Join Date: Jul 2012
NOVOTNA CREDITS CZECH MATE FOR CLIMB IN TENNIS - CAREER BEGAN TO GROW WHEN MANDLIKOVA BECAME MENTOR
The Columbus Dispatch
Sunday, January 19, 1992
Jana Novotna's tennis career wasn't inspired by older Czechoslovakian greats.
"I don't think I had any idol that I looked up to and said, 'Hey, I want to be like Lendl or Navratilova,' " said Novotna, 23.
But she attributes much of her success to another Czech forerunner.
Since Hana Mandlikova became Novotna's coach in 1990, Novotna has jumped 39 spots in the world computer rankings. In their first year together, she climbed 35 places.
Novotna, who ended 1991 ranked No. 7 and currently is No. 8, is one of four women who will compete Feb. 6-8 in the second Big Bear Challenge in the Celeste Center at the Ohio State Fairgrounds. Joining her for two days of tennis will be Martina Navratilova, Jennifer Capriati and Zina Garrison. At stake is a purse of $500,000.
After reaching the finals of the Australian Open in singles and doubles and winning two other tournaments, Novotna calls 1991 her best season.
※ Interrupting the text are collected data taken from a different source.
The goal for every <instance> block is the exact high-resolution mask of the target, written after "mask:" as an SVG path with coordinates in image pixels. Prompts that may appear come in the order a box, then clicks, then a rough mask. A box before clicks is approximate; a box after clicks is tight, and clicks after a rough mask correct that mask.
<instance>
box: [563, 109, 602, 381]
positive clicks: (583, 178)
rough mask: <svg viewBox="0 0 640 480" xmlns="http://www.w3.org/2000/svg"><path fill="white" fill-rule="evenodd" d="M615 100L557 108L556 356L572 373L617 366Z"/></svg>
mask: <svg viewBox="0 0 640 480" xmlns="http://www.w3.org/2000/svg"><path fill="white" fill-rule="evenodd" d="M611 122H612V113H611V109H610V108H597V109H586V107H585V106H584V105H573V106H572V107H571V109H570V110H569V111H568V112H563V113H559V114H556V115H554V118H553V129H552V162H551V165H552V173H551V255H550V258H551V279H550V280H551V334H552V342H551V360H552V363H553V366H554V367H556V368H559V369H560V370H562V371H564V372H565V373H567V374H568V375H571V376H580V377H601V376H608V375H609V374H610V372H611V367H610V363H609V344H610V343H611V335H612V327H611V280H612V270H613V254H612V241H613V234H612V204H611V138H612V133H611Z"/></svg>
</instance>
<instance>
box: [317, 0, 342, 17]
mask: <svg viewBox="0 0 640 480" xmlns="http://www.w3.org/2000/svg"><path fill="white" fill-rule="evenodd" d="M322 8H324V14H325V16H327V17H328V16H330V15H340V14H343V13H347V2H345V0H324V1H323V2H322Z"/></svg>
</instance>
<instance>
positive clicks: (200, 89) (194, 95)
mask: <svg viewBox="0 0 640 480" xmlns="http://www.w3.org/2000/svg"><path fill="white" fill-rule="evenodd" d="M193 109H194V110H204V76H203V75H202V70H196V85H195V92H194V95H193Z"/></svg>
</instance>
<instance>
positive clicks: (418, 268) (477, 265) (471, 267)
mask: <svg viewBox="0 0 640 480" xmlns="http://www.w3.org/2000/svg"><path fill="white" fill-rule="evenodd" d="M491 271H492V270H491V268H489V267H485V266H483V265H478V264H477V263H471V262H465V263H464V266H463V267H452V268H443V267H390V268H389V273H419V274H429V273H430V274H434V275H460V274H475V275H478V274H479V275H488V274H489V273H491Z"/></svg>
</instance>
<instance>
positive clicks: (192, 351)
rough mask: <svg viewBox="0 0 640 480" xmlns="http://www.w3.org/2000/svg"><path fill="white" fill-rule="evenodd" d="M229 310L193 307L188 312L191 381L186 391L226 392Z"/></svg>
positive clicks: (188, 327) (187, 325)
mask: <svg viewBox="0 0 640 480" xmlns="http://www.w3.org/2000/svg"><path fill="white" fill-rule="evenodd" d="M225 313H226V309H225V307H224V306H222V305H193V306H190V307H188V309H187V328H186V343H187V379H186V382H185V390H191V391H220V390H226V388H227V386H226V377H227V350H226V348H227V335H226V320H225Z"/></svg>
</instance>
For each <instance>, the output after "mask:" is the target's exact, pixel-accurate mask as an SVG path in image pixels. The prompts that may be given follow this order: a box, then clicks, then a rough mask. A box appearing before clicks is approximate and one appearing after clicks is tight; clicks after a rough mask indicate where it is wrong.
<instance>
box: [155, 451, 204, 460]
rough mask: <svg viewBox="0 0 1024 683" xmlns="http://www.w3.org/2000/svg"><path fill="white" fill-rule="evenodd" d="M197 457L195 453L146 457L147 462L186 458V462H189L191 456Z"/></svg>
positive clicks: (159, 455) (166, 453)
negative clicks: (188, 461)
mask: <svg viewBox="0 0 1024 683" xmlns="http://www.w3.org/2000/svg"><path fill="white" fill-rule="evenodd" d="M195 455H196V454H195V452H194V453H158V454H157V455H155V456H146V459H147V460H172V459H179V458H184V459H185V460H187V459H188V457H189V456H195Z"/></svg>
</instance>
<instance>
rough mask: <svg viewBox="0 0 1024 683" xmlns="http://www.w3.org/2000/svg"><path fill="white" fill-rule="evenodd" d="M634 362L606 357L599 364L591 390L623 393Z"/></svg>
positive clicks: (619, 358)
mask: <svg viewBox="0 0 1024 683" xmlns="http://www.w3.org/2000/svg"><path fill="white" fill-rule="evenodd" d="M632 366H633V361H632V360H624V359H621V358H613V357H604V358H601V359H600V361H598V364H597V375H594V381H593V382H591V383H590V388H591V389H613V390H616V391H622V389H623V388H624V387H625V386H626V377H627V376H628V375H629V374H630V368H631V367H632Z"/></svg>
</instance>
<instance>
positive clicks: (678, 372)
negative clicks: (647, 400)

"It happened when I started to be coached by Hana Mandlikova," Novotna said last week by telephone from Melbourne, Australia. "I think she made the big changearound. She showed me the professional way of a tennis player, and that helped me a lot.
"She taught me to be a fully professional tennis player, not only on the court, but off the tennis court, which I had never done before. She improved me in all ways."
Mandlikova was an aggressive player, but Novotna said she hasn't tried to copy her.
"She has a different personality than I do," Novotna said. "But I need somebody behind me who can push me. A little bit of her aggressiveness helped me a lot in this."
Asked what style of tennis fans would see at the Big Bear Challenge, Novotna described her play (on a good day) as "great serve, very aggressive tennis, not too much staying at the baseline but trying to come in and some very good volleys. Very attacking tennis."
Despite her climb up the tennis charts, Novotna does not have her eye on No. 1.
"I still have to improve in many ways," she said. "When I get to the top five, I might think about a No. 3 place, and when I'm there I can think about No. 1. I don't think it's possible for me to think about it from No. 8, or whatever I am now. From No. 8 to No. 1, that would be a much bigger step."
Last January in Australia was a major turning point for Novotna. She won the New South Wales Open in Sydney, then met Monica Seles for the Australian Open title. It was the first Grand Slam singles final for Novotna, whose previous best was the French Open semifinals in 1990.
"I never really made a breakthrough and it finally happened in Australia," she said. "It didn't happen suddenly, like I had a good three weeks. I'd been working hard for so long, and I finally made the step."
Now Novotna is determined to erase the notion that she's just a doubles player. Novotna has won four Grand Slam doubles titles with Helena Sukova, and 13 other doubles crowns with Sukova, Gigi Fernandez or Mary Joe Fernandez, and two Grand Slam mixed doubles with Jim Pugh.
"I do enjoy playing doubles and I've been No. 1 for some time," Novotna said. "I consider playing doubles great fun and something I enjoy so much."
Asked if it has overshadowed her singles career, Novotna said, "Maybe in the past it was like that. I was recognized more as a doubles player than a singles player. I always wanted to change that so badly, and that finally happened last year when I played the final down here in Australia."
Novotna will be making her first trip to Ohio and is looking forward to facing Capriati, whom she had never played going into the Australian Open.
"It will be the first time and I'm quite curious," Novotna said of the American teen-age sensation.
Novotna predicts that Columbus patrons will see top-notch tennis.
"People can expect even better tennis than in a tournament because sometimes the nervousness can affect your game," she said. "This way you can play your best tennis. It's better for the people. They can see a much higher level of tennis. There's less pressure, but you still want to play your best and win."